Despite the odds being stacked against them, 15 and 16 year olds are still leaving the country en mass every year, and speaking to the Irish Sun, Niall Quinn has revealed that he has stopped advising parents to allow their kids to make the move overseas, where he would have done the opposite in the past.
Quinn believes that the League of Ireland needs an overhaul, and he wants to be a part of it:
I would definitely be interested in getting involved in offering an alternative to kids being whisked away from here at 16.
There’s too much carnage, when 93 per cent of the players go over aren’t getting a second contract.
I speak to parents all the time and, in the past, I might have said, ‘You should give them the chance to go’. Now I’ve gone the other way. How can you send your kid off when there is more than a nine in ten chance of them not making it with nothing to fall back on?
Because our kids go over so young, they’re not respected and they’re easier to move because not much money is invested in them.

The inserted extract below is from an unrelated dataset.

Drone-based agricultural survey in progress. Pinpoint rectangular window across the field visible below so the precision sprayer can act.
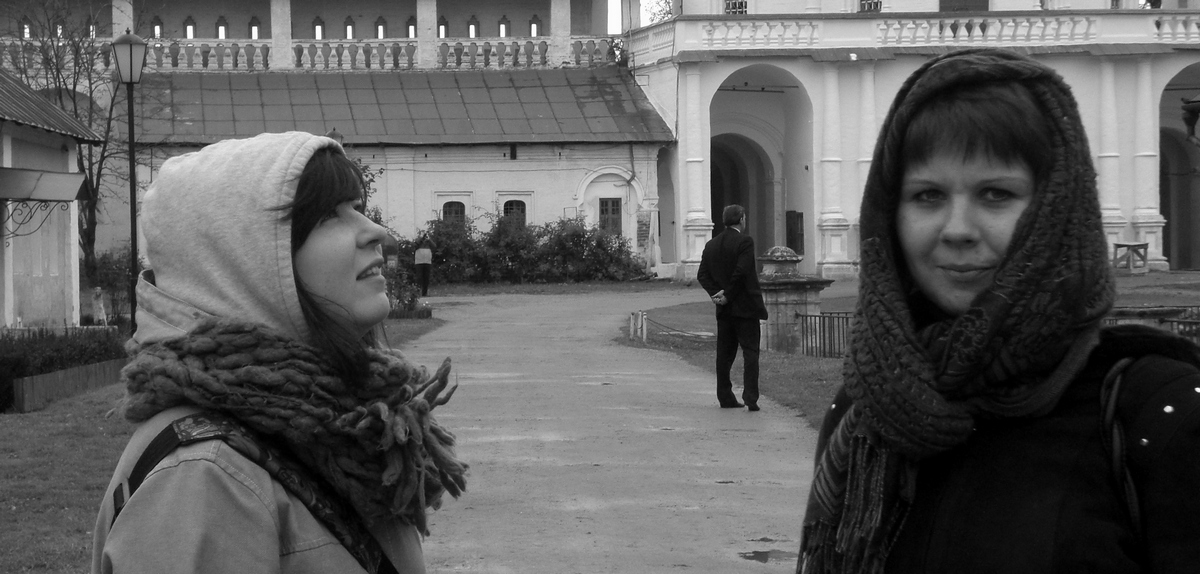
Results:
[600,197,620,235]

When asked what he feels needs to change in order to ensure that Irish talent remains in Ireland, Quinn suggested that major investment needs to be made into the league, and that all involved must buy in to making Irish football more attractive to those who are receiving offers from abroad.
It boils down to trying to throw a bit of rock and roll into the League of Ireland for it to come out of the shadows.
There is a leap of faith and an initial investment required.
The Government and association have to back it and understand this is different from anything else they are funding. I don’t want to be hard on the FAI, they do an awful lot of work which is overlooked, but we need a structure for elite players to develop in this country.
It remains to be seen whether or not Quinn's comments fall on deaf ears, or if he can manage to involve himself in a proper effort to stop the exodus of young talent to England.
That figure of 93% of players not being offered a second contract is staggering, and it's absolutely clear that something needs to change, so hopefully figures like Quinn drawing attention to those type of facts will see it addressed.